I’m about to compete in my first “A” horse show since switching barns, where I’ll be competing against my former barn mates and trainer. I’m incredibly nervous. I know my former trainer is going to be watching me with a critical eye the entire time. How do I ignore their critical eyes and do my best? (I left for a reason!)
Your last few words are important words: You left for a reason. Gymnasts change coaches. Baseball players change teams. Riders change barns and trainers.
Change is difficult for anyone, and you must have felt something wasn’t right for you since you made the decision to move onto another situation.
That alone is a difficult decision to make and follow through with. Relationships with others at a barn can influence decisions despite a good relationship with the trainer. When it’s issues with your trainer, even though the decision might be well-founded in your mind, taking action can be crippling. Something was so uncomfortable with your situation that this change presented a better option, less tension and better possibilities for you and your riding endeavors.
It’s always hoped that when one changes from one trainer to another, good communication has allowed for an understanding of the student’s decision (assuming the issues have been thoroughly addressed and an attempt to resolve them has been made). Open discussion will hopefully allow for an amicable parting of the ways.

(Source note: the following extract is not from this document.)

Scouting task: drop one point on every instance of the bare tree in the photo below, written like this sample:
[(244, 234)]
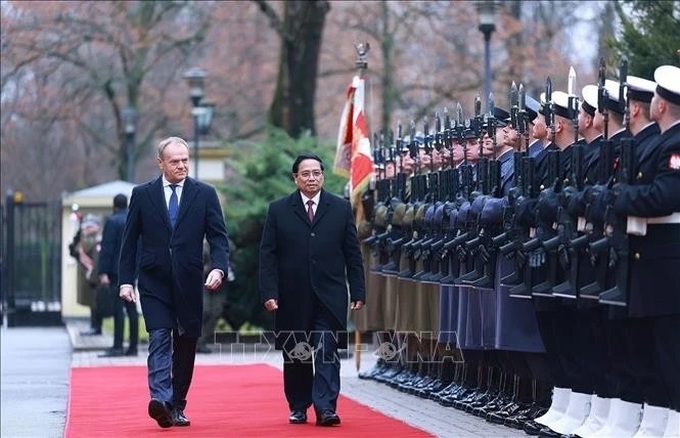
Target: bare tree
[(102, 57), (300, 30)]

However, this can be far from reality in many situations.
Leaving a barn, trainer and “friends” and moving on while having to compete at the same show can challenge one’s emotional fortitude and confidence. Even the most opinionated and confident individual can feel somewhat anxious having to confront the “old” issues again while trying to stay focused, have a clear mind and ride.
- You left the old situation because it proved to be the wrong one for you.
- You left the old situation because you couldn’t work toward your riding goals with your interpretation of what was going on.
- There must be mutual respect to stay in a barn relationship.
The mutual respect with other riders and/or the trainer must have been lacking and irreparable, otherwise you wouldn’t have been able to make such a difficult decision and act on it.
Remember, you left them. You were in a negative situation. The issue(s) couldn’t be resolved and you left for greener pastures where you could work on your goals, respect others and be respected. For you, the new barn is the right situation. You left their negativity and are in a positive place now.
There are various ways to overcome the doubt that your trainer and former “friends” might have instilled in you. Working with a sport consultant or sport psychologist is one of the fastest ways to work through this. Brief cognitive/behavioral work can help you to focus better on the task at hand rather than being concerned with the judgement of those watching you ride. There are also visualization and imagery techniques that can totally change your feelings regarding certain situations impacting your performance at a horse show.
I appreciate that everyone wants a quick fix for in-depth issues. However, taking a little time to properly work through these feelings is going to be the best method for quieting the screaming voice in the back of your head. Using a mind/body approach can assure a positive outcome in addressing a situation that can be disabling.
Don’t forget: Your thoughts control your actions and your actions determine your reality.